Monday, August 26, 2013

banks: rich lenders and poor borrowers

Banks and macroeconomic models by Steve Randy Waldman
Suppose, for example, that banks lend primarily to cash-starved agents, and that cash-starved agents spend primarily to cash-rich agents. (I am including bank deposits as in my definition of “cash” here.) Should the banking system “exogenously” increase lending, the effect would be first a transfer of cash and an increase in debt to the cash-poor, and then a transfer of cash to the cash-rich as borrowers spent their loans. Suppose that the cash-rich then find themselves holding more bank deposits then they prefer to hold. Mechanically, they have absolutely no ability to redeem the deposits for other assets. The only way that deposits in aggregate are reduced is when loans are repaid to the banking system. But the cash-rich have very few loans to repay! Unless they pay off the loans of the cash-poor, taking losses to uphold the collective preferences of a putative nonbank private sector, bank deposits are as inescapable to cash-rich as base money is to the private sector as a whole. 

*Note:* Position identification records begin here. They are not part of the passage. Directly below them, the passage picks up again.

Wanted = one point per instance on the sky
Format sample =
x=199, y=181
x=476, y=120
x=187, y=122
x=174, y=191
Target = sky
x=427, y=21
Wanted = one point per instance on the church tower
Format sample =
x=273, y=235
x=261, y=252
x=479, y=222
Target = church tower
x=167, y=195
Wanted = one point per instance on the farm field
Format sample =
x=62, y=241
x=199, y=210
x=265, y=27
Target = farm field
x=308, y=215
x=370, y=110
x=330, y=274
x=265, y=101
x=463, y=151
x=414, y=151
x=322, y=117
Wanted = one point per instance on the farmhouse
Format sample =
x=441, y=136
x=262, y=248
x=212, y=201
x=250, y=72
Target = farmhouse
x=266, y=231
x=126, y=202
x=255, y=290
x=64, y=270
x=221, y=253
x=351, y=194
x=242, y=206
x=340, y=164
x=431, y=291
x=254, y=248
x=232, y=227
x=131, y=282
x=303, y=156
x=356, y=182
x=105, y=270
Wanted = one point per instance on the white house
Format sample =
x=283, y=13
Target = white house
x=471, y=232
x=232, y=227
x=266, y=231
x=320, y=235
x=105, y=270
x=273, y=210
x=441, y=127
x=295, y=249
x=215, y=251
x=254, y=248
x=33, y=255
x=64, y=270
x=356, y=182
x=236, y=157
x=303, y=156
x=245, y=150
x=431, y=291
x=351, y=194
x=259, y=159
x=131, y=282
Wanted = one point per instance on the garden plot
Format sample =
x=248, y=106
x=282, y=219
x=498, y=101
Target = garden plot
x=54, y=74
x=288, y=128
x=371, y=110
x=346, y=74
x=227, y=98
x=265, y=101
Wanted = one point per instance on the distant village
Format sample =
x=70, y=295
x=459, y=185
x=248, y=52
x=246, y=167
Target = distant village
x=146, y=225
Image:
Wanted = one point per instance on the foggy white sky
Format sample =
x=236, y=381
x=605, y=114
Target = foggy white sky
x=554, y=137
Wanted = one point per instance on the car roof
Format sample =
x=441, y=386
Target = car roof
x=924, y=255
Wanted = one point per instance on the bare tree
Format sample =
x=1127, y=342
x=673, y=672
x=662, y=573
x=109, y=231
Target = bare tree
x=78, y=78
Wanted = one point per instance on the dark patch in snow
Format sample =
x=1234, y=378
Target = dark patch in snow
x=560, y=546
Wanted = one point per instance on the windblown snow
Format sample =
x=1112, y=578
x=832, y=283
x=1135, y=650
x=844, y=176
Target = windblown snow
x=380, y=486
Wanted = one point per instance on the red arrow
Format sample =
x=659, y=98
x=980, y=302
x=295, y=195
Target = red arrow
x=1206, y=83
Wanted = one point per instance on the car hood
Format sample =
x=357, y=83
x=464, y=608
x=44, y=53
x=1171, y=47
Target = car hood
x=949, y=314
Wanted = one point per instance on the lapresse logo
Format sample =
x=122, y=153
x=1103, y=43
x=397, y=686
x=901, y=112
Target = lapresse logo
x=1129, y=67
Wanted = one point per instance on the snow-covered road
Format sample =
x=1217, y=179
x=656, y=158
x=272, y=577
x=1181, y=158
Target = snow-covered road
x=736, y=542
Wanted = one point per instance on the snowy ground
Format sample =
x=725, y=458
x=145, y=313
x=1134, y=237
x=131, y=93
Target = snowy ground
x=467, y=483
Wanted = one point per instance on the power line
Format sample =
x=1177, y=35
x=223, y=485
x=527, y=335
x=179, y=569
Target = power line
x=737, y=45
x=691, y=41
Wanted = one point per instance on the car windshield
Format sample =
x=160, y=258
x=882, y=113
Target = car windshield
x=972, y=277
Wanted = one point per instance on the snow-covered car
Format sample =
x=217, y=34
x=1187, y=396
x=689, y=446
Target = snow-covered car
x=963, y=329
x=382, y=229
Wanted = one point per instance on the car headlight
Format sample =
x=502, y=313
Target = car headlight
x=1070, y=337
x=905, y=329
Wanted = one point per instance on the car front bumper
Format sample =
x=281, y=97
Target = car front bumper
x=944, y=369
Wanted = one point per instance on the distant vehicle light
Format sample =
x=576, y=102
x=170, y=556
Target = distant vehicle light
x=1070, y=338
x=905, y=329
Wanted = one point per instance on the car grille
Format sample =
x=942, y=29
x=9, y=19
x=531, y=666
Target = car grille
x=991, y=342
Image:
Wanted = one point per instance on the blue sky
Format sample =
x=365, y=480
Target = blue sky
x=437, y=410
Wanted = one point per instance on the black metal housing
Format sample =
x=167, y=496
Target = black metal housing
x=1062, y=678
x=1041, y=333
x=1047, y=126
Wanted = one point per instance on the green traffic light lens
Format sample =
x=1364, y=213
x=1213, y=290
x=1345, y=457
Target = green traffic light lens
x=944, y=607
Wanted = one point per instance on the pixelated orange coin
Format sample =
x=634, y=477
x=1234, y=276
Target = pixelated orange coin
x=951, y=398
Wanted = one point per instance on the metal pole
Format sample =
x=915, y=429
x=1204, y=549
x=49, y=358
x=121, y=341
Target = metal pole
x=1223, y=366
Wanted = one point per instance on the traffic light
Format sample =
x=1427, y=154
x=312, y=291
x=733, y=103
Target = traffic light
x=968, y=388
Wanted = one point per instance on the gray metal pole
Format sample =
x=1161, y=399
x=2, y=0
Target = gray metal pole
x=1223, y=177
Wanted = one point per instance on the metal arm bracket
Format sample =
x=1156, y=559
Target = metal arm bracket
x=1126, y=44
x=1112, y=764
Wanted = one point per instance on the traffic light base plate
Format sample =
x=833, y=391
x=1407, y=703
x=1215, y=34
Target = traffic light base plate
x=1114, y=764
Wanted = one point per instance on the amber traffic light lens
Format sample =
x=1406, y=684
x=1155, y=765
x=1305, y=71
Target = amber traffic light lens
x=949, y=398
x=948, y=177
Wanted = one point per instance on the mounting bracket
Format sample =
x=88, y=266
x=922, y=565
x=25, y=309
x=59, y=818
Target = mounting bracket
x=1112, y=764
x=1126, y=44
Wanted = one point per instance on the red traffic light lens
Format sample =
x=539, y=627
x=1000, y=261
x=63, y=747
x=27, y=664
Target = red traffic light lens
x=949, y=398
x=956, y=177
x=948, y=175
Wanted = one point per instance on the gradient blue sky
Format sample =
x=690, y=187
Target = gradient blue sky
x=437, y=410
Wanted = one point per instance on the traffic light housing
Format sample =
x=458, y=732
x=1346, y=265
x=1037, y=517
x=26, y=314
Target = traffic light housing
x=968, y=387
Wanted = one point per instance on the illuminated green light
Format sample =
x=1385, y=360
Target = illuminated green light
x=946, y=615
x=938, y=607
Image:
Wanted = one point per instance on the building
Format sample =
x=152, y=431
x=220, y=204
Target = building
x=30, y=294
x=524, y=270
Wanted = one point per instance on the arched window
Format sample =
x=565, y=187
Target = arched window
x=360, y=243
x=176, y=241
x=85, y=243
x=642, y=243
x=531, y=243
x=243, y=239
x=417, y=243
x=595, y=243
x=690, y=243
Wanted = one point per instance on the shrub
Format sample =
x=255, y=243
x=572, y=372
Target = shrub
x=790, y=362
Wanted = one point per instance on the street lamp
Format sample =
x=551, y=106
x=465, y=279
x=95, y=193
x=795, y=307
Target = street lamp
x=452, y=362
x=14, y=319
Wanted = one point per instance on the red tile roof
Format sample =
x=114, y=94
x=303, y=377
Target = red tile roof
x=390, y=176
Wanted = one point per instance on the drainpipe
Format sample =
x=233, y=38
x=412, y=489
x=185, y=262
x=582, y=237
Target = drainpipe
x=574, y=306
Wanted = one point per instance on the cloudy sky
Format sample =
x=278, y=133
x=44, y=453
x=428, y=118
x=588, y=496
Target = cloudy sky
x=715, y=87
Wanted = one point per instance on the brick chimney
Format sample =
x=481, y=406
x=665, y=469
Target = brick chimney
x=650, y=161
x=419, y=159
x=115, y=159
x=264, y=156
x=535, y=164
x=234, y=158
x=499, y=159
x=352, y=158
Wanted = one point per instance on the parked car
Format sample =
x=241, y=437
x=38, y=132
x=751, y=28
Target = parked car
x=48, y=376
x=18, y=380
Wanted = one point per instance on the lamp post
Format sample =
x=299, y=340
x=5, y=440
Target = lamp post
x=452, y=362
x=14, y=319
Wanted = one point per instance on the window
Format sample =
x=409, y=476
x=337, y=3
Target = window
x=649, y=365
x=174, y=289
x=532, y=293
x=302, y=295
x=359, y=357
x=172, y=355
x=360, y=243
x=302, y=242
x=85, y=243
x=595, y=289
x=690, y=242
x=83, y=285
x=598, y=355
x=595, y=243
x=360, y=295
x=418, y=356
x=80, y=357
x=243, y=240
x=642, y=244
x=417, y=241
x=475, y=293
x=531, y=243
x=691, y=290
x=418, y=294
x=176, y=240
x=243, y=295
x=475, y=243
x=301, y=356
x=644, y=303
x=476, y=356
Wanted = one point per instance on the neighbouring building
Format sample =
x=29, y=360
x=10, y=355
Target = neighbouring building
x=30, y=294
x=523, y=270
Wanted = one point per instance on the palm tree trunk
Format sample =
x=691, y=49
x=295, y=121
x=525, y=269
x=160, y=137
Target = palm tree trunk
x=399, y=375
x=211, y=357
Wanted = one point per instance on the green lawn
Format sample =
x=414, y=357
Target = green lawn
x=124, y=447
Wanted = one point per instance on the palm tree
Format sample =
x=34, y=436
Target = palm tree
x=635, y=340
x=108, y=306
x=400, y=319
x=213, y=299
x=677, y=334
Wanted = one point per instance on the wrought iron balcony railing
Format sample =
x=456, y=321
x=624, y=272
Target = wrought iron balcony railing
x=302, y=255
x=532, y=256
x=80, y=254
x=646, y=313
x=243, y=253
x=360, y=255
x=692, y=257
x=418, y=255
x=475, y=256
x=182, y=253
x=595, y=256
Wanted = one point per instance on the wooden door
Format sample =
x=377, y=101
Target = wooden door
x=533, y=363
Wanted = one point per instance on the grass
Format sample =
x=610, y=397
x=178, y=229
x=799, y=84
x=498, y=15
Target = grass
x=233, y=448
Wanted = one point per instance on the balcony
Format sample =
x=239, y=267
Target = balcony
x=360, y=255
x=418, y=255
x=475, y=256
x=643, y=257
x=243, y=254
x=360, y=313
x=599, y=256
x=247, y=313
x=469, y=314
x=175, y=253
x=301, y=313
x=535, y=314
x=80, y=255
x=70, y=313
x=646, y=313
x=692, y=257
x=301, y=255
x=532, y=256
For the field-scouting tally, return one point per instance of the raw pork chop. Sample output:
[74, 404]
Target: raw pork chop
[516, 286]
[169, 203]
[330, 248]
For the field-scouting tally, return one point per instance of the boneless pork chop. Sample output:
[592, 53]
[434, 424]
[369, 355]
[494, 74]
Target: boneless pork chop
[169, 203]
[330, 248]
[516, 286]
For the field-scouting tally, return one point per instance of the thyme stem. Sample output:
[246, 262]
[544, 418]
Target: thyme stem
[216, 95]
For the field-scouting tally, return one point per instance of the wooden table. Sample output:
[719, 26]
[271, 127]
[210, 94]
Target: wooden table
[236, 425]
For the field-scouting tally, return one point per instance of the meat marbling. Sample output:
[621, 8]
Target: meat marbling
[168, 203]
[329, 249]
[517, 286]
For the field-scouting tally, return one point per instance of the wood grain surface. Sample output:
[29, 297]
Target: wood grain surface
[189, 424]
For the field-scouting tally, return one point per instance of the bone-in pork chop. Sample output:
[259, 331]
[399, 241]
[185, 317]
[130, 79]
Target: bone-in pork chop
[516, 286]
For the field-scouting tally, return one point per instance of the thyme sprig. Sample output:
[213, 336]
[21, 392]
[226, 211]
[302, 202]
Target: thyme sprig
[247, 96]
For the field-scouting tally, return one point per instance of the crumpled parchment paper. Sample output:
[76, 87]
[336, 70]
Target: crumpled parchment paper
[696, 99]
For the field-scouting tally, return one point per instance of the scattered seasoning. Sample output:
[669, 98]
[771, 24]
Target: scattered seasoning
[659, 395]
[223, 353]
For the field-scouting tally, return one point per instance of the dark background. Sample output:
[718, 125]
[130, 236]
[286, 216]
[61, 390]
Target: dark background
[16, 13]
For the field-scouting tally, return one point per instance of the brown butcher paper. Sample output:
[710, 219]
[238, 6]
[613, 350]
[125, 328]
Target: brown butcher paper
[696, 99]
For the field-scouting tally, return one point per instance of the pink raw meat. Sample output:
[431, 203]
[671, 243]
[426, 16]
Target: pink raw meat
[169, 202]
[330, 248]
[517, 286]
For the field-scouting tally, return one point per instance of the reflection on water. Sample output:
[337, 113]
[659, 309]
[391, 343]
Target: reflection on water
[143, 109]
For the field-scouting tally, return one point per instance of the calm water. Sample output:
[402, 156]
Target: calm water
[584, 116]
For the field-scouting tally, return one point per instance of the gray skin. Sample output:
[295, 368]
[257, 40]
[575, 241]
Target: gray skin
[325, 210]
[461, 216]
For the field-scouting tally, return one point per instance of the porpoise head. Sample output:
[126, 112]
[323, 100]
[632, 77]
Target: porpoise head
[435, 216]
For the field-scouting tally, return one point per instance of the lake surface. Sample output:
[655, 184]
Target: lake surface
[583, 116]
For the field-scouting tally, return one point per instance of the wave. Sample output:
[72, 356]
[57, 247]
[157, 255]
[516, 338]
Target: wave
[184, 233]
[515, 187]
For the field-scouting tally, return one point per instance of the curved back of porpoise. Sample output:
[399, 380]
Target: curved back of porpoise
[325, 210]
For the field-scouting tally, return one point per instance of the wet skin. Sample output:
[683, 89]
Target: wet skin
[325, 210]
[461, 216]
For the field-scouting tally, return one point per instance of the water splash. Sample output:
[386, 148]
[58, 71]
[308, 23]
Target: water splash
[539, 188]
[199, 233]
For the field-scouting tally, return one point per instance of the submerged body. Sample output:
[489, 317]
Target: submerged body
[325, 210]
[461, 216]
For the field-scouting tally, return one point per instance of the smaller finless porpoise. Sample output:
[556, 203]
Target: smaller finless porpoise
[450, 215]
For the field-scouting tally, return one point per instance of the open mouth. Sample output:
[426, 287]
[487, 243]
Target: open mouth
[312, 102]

If the real world looks anything like this, then commercial banks do indeed have something quite analogous to a central bank’s printing press. Net-expansions of the banking system’s balance sheet provoke an inescapable injection of deposits into the aggregate portfolio of the cash-rich. The price of bank deposits, like base money, is pegged to unity. If deposit balances come to exceed the desired allocation in portfolios of the cash-rich, the imbalance cannot be resolved by falling prices. Instead, a “hot potato” effect must take hold: prices of other assets might be bid higher until deposits are restored to their desired small share of the aggregate portfolio. Credit expansion would lead to asset price inflation (much more than to ordinary price inflation, as the consumption plans of the cash-rich need not change in real terms, so there is no impetus to bid up the prices of goods, services, or labor). As a stylized fact about the world, bank-credit-expansion-leads-to-asset-price inflation seems pretty solid.
I don't fully understand the terms and concepts of the discussion but I wonder if Waldman is ignoring the difference between full employment and depressed economies.